Mary doesn’t want her ego stroked. She wants what she was promised. “I’ve done my training,” she insists, “I’ve broken in my guns on these grade school missions. I wanna fight alongside the Halo and do some real damage!”

“Mary, do you know why the postulancy and novitiate are standard practice in religious orders?”

“So you can weed out the weak ones? So the culture shock doesn’t kill you? I’ve been watching these girls for a while now, I’m pretty sure it would kill _me_.”

“Well, yes…and yes…and no. It’s true that even some of the most devout cannot handle certain elements of monastic life. The structure of our days is not conducive to all expressions of faith. And yes, it can be beneficial to ease into the customs of the convent, without the added pressure of vows. But most important of all, Mary, is the _choice_ these periods offer. Without vows to bind you in place, there is only the freedom to choose to stay. You need to choose, too, Mary.”

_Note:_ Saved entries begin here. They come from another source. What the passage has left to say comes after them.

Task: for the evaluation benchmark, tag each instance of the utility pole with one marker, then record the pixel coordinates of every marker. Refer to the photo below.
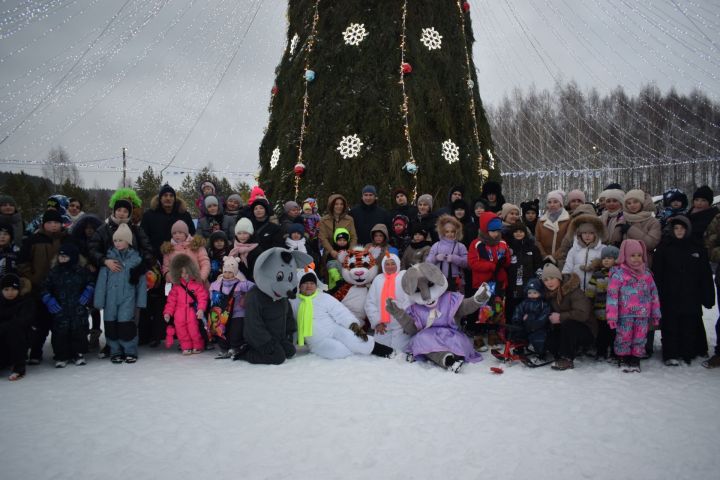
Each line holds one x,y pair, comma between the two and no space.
124,167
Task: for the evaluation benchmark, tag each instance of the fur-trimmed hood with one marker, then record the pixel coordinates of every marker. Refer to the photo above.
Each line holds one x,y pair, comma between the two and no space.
180,205
194,244
181,261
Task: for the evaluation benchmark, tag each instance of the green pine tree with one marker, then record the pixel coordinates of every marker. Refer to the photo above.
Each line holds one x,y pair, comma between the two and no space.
357,90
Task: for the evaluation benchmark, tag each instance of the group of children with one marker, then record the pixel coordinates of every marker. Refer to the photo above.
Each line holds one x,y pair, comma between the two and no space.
207,277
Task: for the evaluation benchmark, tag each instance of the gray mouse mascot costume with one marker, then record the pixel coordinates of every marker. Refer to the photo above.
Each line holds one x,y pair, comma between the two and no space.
269,321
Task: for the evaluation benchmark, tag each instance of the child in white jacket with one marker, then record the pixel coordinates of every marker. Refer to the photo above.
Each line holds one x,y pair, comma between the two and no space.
388,330
329,328
587,246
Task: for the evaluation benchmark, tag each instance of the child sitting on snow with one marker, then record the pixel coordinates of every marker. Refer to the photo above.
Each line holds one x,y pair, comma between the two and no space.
330,329
118,298
531,318
227,309
186,303
597,292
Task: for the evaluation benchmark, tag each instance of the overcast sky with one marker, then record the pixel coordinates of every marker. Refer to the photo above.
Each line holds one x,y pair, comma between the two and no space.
98,75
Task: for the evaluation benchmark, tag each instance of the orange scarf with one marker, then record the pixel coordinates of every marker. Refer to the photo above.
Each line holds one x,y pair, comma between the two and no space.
388,292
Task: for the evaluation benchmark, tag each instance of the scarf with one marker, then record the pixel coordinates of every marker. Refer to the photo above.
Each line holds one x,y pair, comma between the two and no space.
305,316
388,291
241,250
639,217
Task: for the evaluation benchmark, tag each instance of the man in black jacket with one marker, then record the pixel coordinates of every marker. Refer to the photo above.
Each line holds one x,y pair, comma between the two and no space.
367,214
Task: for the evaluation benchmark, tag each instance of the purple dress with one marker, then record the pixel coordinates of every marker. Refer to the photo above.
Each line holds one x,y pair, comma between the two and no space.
443,335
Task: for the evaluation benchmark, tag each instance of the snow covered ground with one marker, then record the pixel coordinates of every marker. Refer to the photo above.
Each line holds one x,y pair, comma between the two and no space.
171,417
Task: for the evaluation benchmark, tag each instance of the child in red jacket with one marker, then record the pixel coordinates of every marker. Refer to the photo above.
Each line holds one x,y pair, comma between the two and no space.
488,258
186,303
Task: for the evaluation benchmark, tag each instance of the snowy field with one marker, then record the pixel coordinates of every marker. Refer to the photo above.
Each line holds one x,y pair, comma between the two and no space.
171,417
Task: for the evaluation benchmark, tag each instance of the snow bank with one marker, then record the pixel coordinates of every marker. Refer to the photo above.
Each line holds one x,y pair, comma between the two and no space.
170,417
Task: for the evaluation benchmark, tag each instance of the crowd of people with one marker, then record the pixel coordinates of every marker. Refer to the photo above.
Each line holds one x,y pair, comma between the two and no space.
566,278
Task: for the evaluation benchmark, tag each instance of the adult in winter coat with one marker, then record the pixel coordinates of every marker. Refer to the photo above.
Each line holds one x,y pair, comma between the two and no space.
712,243
552,227
10,215
587,247
367,214
492,194
702,212
17,308
269,320
387,284
118,296
455,193
102,242
268,233
165,210
638,222
569,238
329,328
685,285
426,218
572,323
402,204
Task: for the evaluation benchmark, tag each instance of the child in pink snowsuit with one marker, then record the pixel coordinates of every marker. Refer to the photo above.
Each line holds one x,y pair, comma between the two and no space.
186,303
632,303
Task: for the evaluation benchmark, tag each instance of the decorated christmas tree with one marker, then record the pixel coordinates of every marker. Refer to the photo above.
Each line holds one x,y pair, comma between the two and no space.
376,91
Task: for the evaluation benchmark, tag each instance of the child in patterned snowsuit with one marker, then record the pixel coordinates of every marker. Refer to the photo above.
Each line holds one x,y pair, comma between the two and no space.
632,303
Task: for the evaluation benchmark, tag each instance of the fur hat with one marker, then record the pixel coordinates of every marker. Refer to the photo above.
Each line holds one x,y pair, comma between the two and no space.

“I thought I already did that when I crossed the Atlantic-fucking-Ocean with you.”

“In some ways you did, yes. Our postulants and novitiates feel the same. Yet some still leave. And we welcome their departure, because for them to remain would be incalculably worse.”

She doesn’t leave. And three years after Father Vincent first called her Mary, she arrives at the Cat’s Cradle.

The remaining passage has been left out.